Explainability and regulatory accountability
Agentic AI systems may operate in ways that are nonlinear and opaque, particularly when drawing conclusions from unstructured or ambiguous data. This poses challenges in highly regulated sectors such as financial services, where decisions must be:
- Explainable to internal stakeholders, clients and regulators
- Traceable through logs and decision histories
- Defensible in the event of disputes, regulatory scrutiny or litigation
Emerging legislation, including the EU AI Act and Canada’s Bill C-27, makes explainability not only a best practice but a legal requirement. Organizations must ensure that agentic systems can justify their actions in a manner that is intelligible and auditable.
Data access, privacy and governance
Agentic AI will require access to a wide array of internal systems — from transaction history and customer data to authentication and communication logs. Without strict governance, this level of access introduces substantial privacy and compliance risk.
To manage, this organizations should:
- Implement principle-of-least-privilege access controls
- Monitor agent queries and decisions for policy compliance
- Enforce robust data minimization and retention practices
It's essential to consider agentic AI alongside gen AI, since both technologies present similar considerations. Additionally, organizations must prepare for potential insider misuse, where agents may be exploited for surveillance or unauthorized data aggregation.
Security and attack surface expansion
Agentic AI will soon become part of the organization’s digital attack surface. These systems may be vulnerable to:
- Undesired outcomes
- Adversarial examples designed to deceive the agent into misclassification
- Prompt injection, where adversaries manipulate the agent’s input to or action
- Exploitation of APIs or execution logic, particularly in agents connected to other systems
As such, agentic AI must undergo rigorous security testing, including red teaming and adversarial simulations. To prevent compromise or misuse, it’s vital to isolate agent actions, sanitize inputs and establish clear privilege boundaries.
Autonomy boundaries and ethical escalation
Organizations need to define the boundaries of an agent’s autonomy. Not all decisions should be made without human oversight, particularly in scenarios involving vulnerable customers, such as elderly clients or victims of social engineering, high-risk investigations or high-stakes financial outcomes.
Key questions include:
- Under what circumstances must the agent defer to a human operator?
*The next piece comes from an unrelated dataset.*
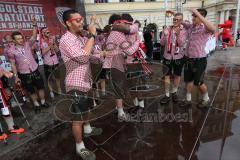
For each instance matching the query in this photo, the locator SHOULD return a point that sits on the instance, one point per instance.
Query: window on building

- Which types of fraud cases should always trigger ethical review or escalation?
- How should the agent respond when uncertainty or emotional harm is involved?
Embed ethical guardrails and escalation protocols into your organization’s system design so AI agents’ behaviour remains proportionate and contextually appropriate.
Conclusion – agentic AI and fraud: a doubled-edged revolution
A paradigm shift in both attack and defence.
Agentic AI will redefine how fraud is committed and how it’s mitigated. It will enable fraudsters to operate at an industrial scale, automating manipulation, impersonation and adaptation in real time. But it will also equip organizations with powerful tools for prevention, detection and response — in ways never before possible.
The human factor remains critical
Agentic AI will make systems smarter, faster and more efficient — but it won’t replace human insight. Organizations must ensure that human oversight, ethics and empathy are built into every layer of AI deployment.
This includes:
- Establishing robust AI governance and control frameworks.
- Building cross-functional teams of fraud experts, AI engineers and risk officers.
- Preserving explainability and accountability at every decision point.